2. Talk to your family – If you have family/friends that you are financially responsible for, sit down and speak to them honestly. Everyone has to be on the same page. Don’t hide the realities in the hopes that everything will work out quickly, or because you don’t want to worry anyone. If everyone knows what is expected of them, then you can all work together.
3. Find out what your current options are – If you can apply for unemployment, then do so right away. If you will be receiving severance or some other package, look at the paperwork. Consult an accountant or attorney if necessary. Getting these issues squared away will help to stabilize things, so resist the urge to put it off.
4. Don’t beat yourself up – It is likely that after a lay off you will feel betrayed, depressed or angry. Those are legitimate feelings, and you have to let yourself feel them. Pretending that they aren’t there will just take you deeper into denial. Give yourself a couple of days to unwind and to get a “breather” before you have to get started again on the process finding another job. Practice as much positive “self talk” as you can. Being negative will drain your energy and may lead to paralysis because you will shut down and not be able to make any decisions.
5. Update your resume – If your resume is not updated, do so right away. Look on the job boards for the descriptions of the jobs you want to apply for. Use keywords that are included in the job requirements. You want to be sure that your resume is selected since there may be hundreds if not thousands of resumes submitted for each position. If you aren’t sure what to do in order to make your resume is the best it can be, the Secrets of a Great Resume Updated Edition eBook can give you step-by-step information to quickly make updates to your resume.
6. Join a networking group – Get back out there as soon as possible and start meeting people outside of your circle. Go to business events, alumni events, local community events, events at your place of worship – meet people and get to know them. Don’t make your objective to go and immediately get a job lead, but work on building relationships. People will be willing to help those who they get to know and like, also known as the “know, like and trust factor.” You may find your next position through a contact you make a business or social event. In addition, don’t be afraid to help others as well. People will be more likely to assist you if you do the same for them.

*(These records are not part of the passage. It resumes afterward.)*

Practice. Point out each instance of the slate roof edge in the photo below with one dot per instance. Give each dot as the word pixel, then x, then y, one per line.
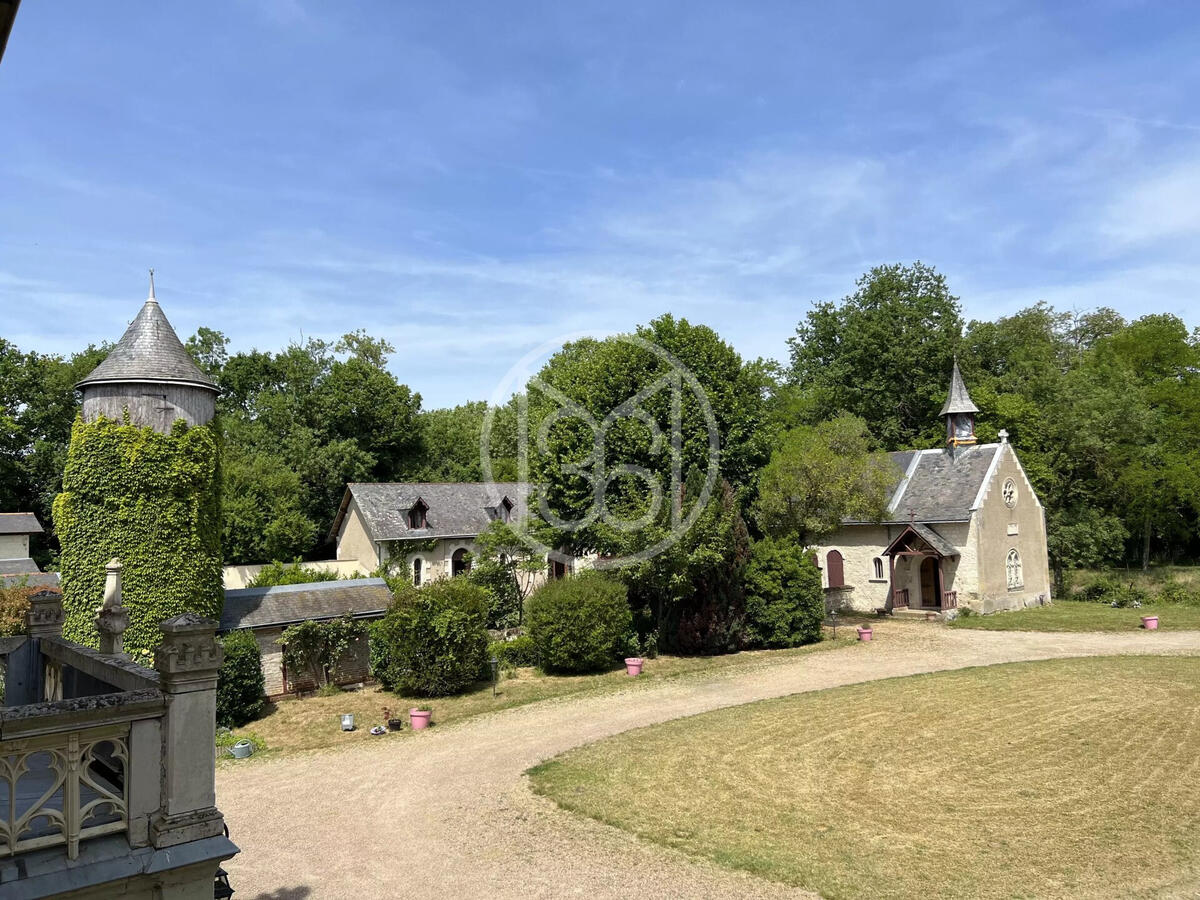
pixel 276 623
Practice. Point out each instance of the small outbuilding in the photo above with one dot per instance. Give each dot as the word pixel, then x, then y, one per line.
pixel 16 564
pixel 267 612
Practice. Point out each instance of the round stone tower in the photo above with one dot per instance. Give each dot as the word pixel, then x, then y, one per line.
pixel 149 373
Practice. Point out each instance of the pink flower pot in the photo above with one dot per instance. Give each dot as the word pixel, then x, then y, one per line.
pixel 419 719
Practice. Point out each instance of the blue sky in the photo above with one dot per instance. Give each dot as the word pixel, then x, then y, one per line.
pixel 471 180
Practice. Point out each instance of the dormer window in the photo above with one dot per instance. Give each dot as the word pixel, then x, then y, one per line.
pixel 417 515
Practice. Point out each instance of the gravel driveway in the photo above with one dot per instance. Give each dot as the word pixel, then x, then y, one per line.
pixel 448 814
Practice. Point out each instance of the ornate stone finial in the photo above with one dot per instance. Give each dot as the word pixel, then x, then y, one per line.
pixel 189 657
pixel 45 617
pixel 112 618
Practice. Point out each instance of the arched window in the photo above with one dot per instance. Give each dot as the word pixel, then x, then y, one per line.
pixel 460 563
pixel 1013 568
pixel 833 565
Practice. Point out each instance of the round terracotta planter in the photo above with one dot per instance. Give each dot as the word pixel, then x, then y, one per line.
pixel 419 719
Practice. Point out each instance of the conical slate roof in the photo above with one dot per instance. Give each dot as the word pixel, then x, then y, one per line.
pixel 959 400
pixel 149 351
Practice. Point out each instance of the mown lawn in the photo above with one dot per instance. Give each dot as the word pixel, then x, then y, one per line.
pixel 1062 779
pixel 1075 616
pixel 315 721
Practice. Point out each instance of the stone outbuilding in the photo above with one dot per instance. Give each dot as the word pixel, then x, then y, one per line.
pixel 430 528
pixel 964 528
pixel 267 612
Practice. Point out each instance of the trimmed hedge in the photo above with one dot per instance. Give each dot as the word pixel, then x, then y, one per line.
pixel 514 654
pixel 785 604
pixel 240 684
pixel 581 623
pixel 151 501
pixel 433 640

7. Join social media groups – Online social media sites such as LinkedIn and Facebook could be extremely helpful in your job search. LinkedIn in particular is the main site for professionals, and you can find many industry leaders there. People on social media sites are there to connect and network, so don’t hold back from making connections. Building relationships online may take a little more time since you don’t have the benefit of face-to-face contact; however it is possible to create strong connections if you are willing to be consistent in your networking.
Losing a job can be devastating. Though people may tell you not to take it personally, it will feel personal! Allow yourself to grieve the loss of your position, and stay open to the changes to come. Make the choice to respond to this event with a plan, as opposed to reacting in anger and frustration.
Regular, consistent and determined effort will yield results. Your search for a new job may take longer than it has in the past, but if you continue on and build new support systems through your networking, it will support you to move forward.